The SHJ algorithm is typically useful when quick response times are needed, or when inputs are unbounded. It can be used in various types of data processing tasks, such as:

Real-time streaming: The SHJ algorithm can be used in real-time streaming scenarios to join data from multiple streams with low latency. For example, it can be used to join data from IoT devices with data from other sources, such as weather data.
Large datasets with low cardinality: The SHJ algorithm can be used to join large datasets with low cardinality by exploiting sliding window join properties. When the low cardinality columns are used as keys in sliding window joins, a lot of unnecessary computational work is done when we first check the equality, making the join operation inefficient. This can lead to long processing times and high resource usage, making it difficult to meet low-latency processing requirements.

How does it work?

Context: Query processing and streams

In a query processing engine, data flows in between different operators or stages within the engine, and each operator or stage performs a specific operation on the data. The query planning step is responsible for determining the optimal execution plan for the query, which simply means selecting the applicable operators, configuring them and connecting them in some optimal sense.

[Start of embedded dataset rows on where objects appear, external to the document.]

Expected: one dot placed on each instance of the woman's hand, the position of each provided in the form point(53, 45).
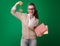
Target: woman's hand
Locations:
point(18, 3)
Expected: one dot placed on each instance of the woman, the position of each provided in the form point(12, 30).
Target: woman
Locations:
point(29, 22)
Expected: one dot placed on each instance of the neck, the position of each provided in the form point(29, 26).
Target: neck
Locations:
point(31, 16)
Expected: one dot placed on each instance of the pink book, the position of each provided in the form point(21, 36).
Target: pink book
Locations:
point(39, 30)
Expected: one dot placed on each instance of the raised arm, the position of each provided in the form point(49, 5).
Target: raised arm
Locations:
point(14, 12)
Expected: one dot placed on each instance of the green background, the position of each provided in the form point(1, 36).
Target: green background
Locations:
point(10, 26)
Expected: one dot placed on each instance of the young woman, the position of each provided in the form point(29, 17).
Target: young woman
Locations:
point(29, 22)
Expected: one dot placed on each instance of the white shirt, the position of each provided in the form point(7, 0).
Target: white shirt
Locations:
point(30, 21)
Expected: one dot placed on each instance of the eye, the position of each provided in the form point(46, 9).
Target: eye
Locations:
point(30, 8)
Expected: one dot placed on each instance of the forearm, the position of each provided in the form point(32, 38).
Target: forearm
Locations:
point(13, 10)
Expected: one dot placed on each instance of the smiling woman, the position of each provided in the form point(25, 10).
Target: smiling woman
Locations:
point(29, 21)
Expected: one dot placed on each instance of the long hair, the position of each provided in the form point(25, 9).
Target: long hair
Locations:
point(35, 11)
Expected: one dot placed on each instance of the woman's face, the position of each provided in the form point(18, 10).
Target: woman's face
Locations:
point(31, 9)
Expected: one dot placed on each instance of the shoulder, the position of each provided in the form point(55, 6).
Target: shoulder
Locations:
point(37, 20)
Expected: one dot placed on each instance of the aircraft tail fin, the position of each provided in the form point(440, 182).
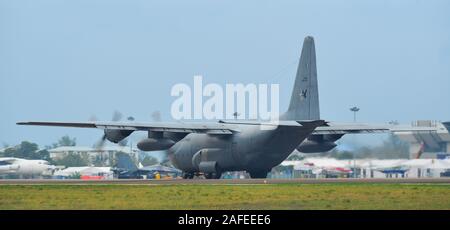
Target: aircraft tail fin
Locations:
point(304, 104)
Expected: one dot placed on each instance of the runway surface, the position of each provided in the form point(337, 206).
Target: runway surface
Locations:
point(227, 181)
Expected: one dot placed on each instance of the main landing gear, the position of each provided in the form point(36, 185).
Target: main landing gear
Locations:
point(190, 175)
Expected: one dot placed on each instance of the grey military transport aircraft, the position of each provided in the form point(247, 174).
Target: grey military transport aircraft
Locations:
point(211, 148)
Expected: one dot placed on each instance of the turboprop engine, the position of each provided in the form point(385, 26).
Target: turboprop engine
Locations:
point(309, 146)
point(155, 144)
point(156, 141)
point(116, 135)
point(319, 143)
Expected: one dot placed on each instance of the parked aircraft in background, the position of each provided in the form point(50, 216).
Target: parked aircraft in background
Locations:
point(23, 167)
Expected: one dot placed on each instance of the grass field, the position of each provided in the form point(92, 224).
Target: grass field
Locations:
point(280, 196)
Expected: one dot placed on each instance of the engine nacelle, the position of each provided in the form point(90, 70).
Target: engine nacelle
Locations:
point(309, 146)
point(116, 135)
point(208, 167)
point(206, 160)
point(155, 144)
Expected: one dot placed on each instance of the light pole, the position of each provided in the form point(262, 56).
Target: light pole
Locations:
point(130, 119)
point(354, 109)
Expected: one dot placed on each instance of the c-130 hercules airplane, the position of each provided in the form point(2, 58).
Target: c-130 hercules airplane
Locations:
point(211, 148)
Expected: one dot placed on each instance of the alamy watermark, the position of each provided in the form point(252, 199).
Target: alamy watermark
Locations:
point(236, 101)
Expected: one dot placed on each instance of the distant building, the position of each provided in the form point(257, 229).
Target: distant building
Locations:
point(105, 154)
point(432, 143)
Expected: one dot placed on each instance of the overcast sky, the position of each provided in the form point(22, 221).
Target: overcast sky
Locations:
point(70, 60)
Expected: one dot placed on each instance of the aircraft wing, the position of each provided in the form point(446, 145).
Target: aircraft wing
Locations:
point(335, 128)
point(349, 128)
point(180, 127)
point(220, 127)
point(8, 160)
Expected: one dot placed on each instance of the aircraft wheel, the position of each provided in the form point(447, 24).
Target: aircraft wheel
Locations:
point(259, 174)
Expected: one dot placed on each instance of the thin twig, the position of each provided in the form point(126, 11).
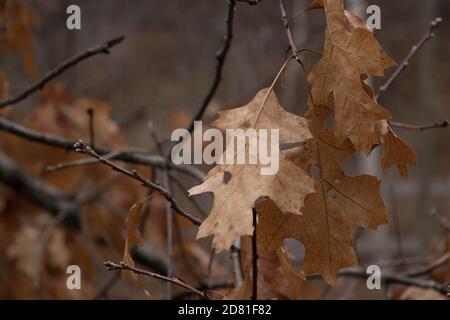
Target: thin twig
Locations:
point(414, 50)
point(220, 57)
point(392, 278)
point(122, 266)
point(39, 85)
point(295, 51)
point(90, 112)
point(249, 2)
point(82, 148)
point(78, 163)
point(254, 259)
point(134, 157)
point(421, 127)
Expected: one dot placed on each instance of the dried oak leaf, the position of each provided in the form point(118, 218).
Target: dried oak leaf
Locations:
point(350, 51)
point(231, 215)
point(396, 152)
point(341, 204)
point(133, 237)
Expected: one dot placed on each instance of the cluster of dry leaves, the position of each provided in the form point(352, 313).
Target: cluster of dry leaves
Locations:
point(310, 199)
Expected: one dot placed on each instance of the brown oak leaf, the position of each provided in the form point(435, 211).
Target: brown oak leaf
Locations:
point(231, 215)
point(350, 51)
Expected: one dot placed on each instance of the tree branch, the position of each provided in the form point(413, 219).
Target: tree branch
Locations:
point(295, 51)
point(39, 85)
point(220, 57)
point(414, 50)
point(392, 278)
point(122, 266)
point(125, 156)
point(82, 148)
point(37, 191)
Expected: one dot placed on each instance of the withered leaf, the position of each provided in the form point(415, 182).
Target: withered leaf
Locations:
point(277, 277)
point(350, 52)
point(396, 152)
point(231, 215)
point(330, 215)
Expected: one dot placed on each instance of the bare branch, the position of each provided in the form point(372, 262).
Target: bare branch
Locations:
point(39, 85)
point(91, 114)
point(392, 278)
point(254, 259)
point(122, 266)
point(82, 148)
point(295, 51)
point(249, 2)
point(414, 50)
point(220, 57)
point(35, 190)
point(125, 156)
point(435, 125)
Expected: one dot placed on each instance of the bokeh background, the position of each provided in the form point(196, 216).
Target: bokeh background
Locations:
point(161, 73)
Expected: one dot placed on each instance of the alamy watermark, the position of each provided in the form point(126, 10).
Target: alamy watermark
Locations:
point(234, 146)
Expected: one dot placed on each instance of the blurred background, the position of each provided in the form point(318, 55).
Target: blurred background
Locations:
point(161, 73)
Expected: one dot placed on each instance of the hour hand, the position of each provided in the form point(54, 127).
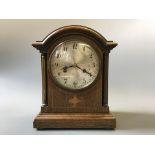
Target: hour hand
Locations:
point(66, 67)
point(84, 70)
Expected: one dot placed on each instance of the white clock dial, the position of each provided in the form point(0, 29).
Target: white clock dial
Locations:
point(74, 64)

However, when processing streams, this is not as straightforward as it sounds, since not all operators are stream-friendly. Stream-unfriendly operators are often called pipeline-breaking operators, and we need to get the job done by utilizing only stream-friendly operators that allow our data streams to flow smoothly through the entire pipeline.

This means that none of our operators should block processing by waiting for a large amount of input data without producing any output, or by writing intermediate results to disk (if possible). While some operations (such as sorting) are inherently not compatible with this concept (and thus are pipeline-breaking), many use cases allow solutions involving only stream-friendly operators.